Use more than one PC- Whether it be in the form of physical machines, virtual machines, or a combination, I would not mix the business of banking, work, and productivity with the entertainment aspects of your PC. If you just have one PC of modern specs (dual/quad core, 2-4gb RAM, and free disk space), you could create a virtual machine to handle one function or the other. I have created a Windows XP template that I can deploy and use for a while. Once I reach the point at which I think it would be better to start over, I just delete it and redeploy a clean image from the template.

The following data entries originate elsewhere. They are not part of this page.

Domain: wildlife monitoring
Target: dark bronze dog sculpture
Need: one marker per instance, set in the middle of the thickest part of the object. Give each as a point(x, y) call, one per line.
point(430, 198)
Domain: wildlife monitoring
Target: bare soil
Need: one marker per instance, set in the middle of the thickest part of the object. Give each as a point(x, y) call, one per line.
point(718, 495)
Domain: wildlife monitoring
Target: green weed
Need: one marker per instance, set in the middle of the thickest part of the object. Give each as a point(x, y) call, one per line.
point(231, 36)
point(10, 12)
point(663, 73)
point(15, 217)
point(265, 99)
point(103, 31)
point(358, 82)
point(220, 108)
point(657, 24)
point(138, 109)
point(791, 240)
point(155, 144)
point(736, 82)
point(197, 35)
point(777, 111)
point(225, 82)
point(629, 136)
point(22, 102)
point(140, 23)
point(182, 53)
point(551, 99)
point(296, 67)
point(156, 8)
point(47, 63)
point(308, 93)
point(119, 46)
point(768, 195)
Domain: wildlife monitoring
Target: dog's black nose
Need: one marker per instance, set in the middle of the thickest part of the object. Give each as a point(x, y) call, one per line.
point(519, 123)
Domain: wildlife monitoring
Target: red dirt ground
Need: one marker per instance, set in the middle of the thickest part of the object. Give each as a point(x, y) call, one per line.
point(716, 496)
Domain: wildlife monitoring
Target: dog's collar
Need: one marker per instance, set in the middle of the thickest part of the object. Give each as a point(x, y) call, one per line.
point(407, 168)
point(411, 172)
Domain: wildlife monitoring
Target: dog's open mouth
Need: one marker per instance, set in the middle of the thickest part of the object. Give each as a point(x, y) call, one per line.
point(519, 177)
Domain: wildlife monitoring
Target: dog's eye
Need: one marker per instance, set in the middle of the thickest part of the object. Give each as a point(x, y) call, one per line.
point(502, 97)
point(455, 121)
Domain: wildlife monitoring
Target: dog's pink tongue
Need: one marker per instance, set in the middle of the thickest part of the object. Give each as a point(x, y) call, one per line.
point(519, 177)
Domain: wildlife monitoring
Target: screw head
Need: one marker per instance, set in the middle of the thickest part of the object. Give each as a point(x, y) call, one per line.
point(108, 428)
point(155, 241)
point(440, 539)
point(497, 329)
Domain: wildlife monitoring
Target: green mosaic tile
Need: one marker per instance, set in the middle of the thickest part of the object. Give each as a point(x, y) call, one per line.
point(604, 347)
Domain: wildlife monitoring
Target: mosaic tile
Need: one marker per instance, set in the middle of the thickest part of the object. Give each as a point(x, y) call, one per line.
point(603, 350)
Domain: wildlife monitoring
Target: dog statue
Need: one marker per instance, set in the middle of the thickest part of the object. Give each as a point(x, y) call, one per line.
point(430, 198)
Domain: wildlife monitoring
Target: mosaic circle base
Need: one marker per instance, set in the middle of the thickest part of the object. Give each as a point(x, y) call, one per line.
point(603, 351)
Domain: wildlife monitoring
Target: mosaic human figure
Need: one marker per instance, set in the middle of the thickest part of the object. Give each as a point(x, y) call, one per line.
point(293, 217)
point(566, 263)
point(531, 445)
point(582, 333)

If you have multiple PC’s, you can set one up as business and one up as play. Even an older machine is a great candidate for a secure machine – most banking or personal business is done through the web, so an older machine running Linux makes a great (and free) secure platform for your online transactions.
You could just as easily create a Linux virtual machine to handle safer browsing and use the host machine for entertainment.
The point is, any bit of segmenting you can establish between function is going to be better than not doing it at all. One physical machine dedicated to business with a virtual machine dedicated to play is better than a single machine for both. Two physical machines in which one is business and one is play is better yet. A Linux OS is going to be inherently more secure than a Windows OS, so maybe you use that for any online transaction or banking management.